Measured on M-series WebGPU, dispatch-only timing:
| matmul size | naive ms | tiled ms | speedup |
| 256³ | 0.87 | 0.37 | 2.35× |
| 512³ | 1.74 | 0.64 | 2.72× |
| 1024³ | 6.00 | 2.48 | 2.42× |
| 2048³ | 43.16 | 16.90 | 2.55× |
Clean ~2.5× across every realistic size, peak ~2.7× at 512³.
Parity validated at sizes ≤ 512.
Open
Wire into train.wgsl — every
forward + backward matmul uses the tiled kernel. Drop-in: the
bind-group layout is identical to the naive kernel, so only the
pipeline creation needs to point at the new shader source.
10b
f16-packed storage — tried, doesn't compound
Honest result · standalone win swallowed by tiling
Impact: ~1.7× vs naive, but ≤ tiled
Lives in: webgpu/matmul_f16packed.wgsl · matmul_tiled_f16.wgsl
Weights live as packed half-precision (two f16 per u32 via
pack2x16float built-ins), accumulation in f32. The
standalone version beats naive by ~1.7× by halving global
bandwidth. But once tiling is in place the
kernel is no longer bandwidth-bound — it's compute-bound on
shared-memory ops — and halving global bandwidth no longer
helps. The combined tiled+f16 kernel is the same speed
as plain tiled at 1024³ and a touch slower at 2048³ (17.78 ms
vs 16.90 ms).
Lesson: always bench an optimization against
the best baseline, not the naive one.

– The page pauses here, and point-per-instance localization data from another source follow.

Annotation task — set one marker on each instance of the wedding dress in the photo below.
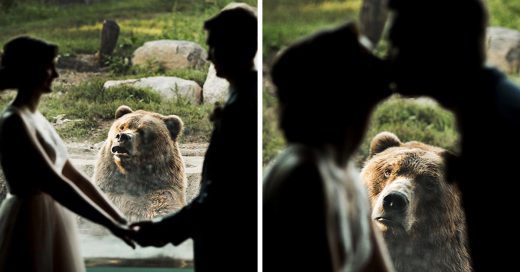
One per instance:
(36, 232)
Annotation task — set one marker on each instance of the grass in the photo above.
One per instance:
(411, 120)
(286, 21)
(504, 13)
(92, 108)
(76, 29)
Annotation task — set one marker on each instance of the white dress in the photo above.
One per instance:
(36, 232)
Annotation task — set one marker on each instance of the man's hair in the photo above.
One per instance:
(234, 29)
(23, 59)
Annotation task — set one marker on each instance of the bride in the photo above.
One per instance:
(37, 231)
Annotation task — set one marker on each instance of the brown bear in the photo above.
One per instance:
(139, 166)
(415, 207)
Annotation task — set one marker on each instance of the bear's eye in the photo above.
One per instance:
(387, 172)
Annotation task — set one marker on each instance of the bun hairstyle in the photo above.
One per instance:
(23, 59)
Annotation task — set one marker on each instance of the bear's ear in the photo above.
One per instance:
(382, 141)
(451, 165)
(174, 125)
(122, 110)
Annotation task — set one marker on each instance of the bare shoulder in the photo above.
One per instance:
(295, 165)
(11, 124)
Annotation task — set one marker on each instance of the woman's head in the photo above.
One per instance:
(327, 85)
(27, 62)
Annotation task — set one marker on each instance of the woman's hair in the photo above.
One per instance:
(326, 83)
(23, 59)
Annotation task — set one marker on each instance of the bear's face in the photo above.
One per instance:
(406, 185)
(136, 138)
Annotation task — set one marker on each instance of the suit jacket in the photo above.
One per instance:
(222, 220)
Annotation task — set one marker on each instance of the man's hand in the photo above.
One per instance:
(148, 233)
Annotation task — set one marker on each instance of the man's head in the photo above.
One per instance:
(232, 39)
(327, 84)
(435, 42)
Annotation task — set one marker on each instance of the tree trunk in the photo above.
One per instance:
(373, 17)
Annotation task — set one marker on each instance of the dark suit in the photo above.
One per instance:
(222, 220)
(489, 123)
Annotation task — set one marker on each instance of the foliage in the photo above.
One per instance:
(412, 120)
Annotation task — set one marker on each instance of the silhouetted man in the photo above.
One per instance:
(438, 49)
(222, 220)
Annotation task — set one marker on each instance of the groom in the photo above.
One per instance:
(222, 220)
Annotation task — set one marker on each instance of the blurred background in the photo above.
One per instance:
(410, 119)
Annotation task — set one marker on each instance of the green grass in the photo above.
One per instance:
(286, 21)
(93, 107)
(136, 269)
(411, 120)
(76, 29)
(504, 13)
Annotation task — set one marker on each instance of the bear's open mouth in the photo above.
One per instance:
(120, 151)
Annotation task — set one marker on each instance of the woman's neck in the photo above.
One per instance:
(29, 99)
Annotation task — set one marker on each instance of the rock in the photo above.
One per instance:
(215, 88)
(503, 49)
(167, 87)
(170, 55)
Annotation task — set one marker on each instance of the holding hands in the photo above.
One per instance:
(148, 233)
(144, 233)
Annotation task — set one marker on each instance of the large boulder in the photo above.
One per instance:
(170, 55)
(503, 49)
(167, 87)
(215, 88)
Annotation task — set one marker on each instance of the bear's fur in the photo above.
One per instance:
(140, 167)
(415, 207)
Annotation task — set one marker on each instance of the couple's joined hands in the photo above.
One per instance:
(144, 233)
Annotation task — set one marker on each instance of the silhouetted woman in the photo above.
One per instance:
(316, 210)
(36, 232)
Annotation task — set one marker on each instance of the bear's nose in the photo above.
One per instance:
(123, 137)
(395, 201)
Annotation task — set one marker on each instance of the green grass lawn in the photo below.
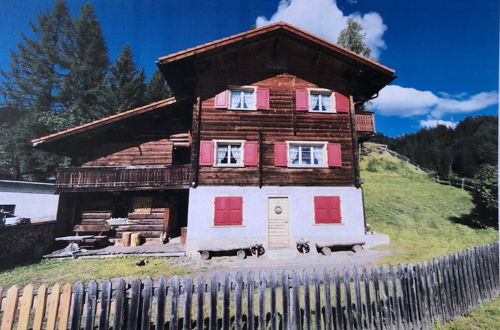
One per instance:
(416, 212)
(485, 317)
(69, 270)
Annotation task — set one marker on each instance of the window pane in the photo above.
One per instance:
(222, 152)
(325, 102)
(318, 155)
(314, 102)
(235, 154)
(248, 100)
(236, 100)
(306, 155)
(293, 154)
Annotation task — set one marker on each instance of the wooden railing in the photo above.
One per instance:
(122, 177)
(404, 297)
(364, 123)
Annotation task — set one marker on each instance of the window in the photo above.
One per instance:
(228, 154)
(228, 211)
(327, 210)
(320, 101)
(306, 154)
(242, 99)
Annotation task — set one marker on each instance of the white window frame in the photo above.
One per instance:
(307, 144)
(229, 142)
(252, 89)
(322, 92)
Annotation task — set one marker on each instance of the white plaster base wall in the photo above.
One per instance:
(202, 233)
(32, 205)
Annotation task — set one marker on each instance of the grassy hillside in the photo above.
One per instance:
(416, 212)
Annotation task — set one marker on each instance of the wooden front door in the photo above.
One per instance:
(278, 222)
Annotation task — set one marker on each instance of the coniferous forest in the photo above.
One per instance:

The ~1.7× we
measured earlier was real but not additive — it was a different
way to get the same memory-traffic win that tiling already
captures more thoroughly.
The packed kernel stays in the codebase as a reference + for
cases where the model genuinely needs more total bytes than the
GPU can hold (Behemoth-scale weight buffers), where halving
storage isn't just about speed but about fitting at all.
11
WebGPU subgroups — fast reductions
Planned
Impact: ~1.3–1.8× on softmax / layernorm
Needs: "subgroups" extension (Chrome 125+)
Replace shared-memory reduction loops in softmax / layernorm /
attention with subgroup intrinsics
(subgroupAdd, subgroupMax). One pass
instead of log₂(blockDim) passes through workgroup memory.
12
Flash Attention 2 in WGSL
Planned
Impact: ~3–5× on long-context, O(N) memory
Reference: Dao 2023 (FA2)
Tile Q, K, V across workgroups; never materialize the full attention
matrix; recompute on backward. Today attention is the wall at
ctxLen ≥ 512. FA2 makes the 1024-context Behemoth
preset realistic in the browser.
13
LoRA fine-tuning in the browser
Planned
Impact: train 10×-larger frozen base models
Reference: python_ref/lora.py
Train low-rank adapters (rank 4–16) on top of a frozen base
checkpoint. Trainable parameters drop ~99%, so a 100M base + LoRA
fits comfortably where full fine-tuning would OOM. The
python_ref/lora.py implementation already exists; the
browser path needs the WASM op + a UI panel ("Adapt" beside
"Train").
14
Quantized inference (4-bit / 8-bit)
Planned
Impact: ~4× larger model loadable for sampling
Methods: GPTQ / AWQ / HQQ for fp32 → int4
Once a model is trained (or loaded), quantize to int4 / int8 for
sampling-only mode. The browser ceiling is dominated by Adam state
during training, but at inference you can drop weights to int4 and
run models 4× larger than you trained. Pairs naturally with the
Behemoth preset — train at 100M, sample at "what if it were
400M."
15
Muon optimizer
Planned — experimental
Impact: ~1.4–2× faster convergence vs. AdamW
Reference: Keller Jordan 2024
Orthogonalize the matrix-shaped gradients via a Newton-Schulz
iteration before stepping (skip the embedding + output head — those
stay on AdamW). Empirically matches or beats AdamW with fewer
steps. Drop-in port from the public reference implementation.
16
WASM Relaxed SIMD
Planned
Impact: ~1.1–1.3× on the WASM fallback path
Flag: -mrelaxed-simd
Newer SIMD ops (FMA, dot products, relaxed rounding) that the older
-msimd128 set leaves on the table. Modest but free
uplift on the CPU code path for any machine that can't use WebGPU.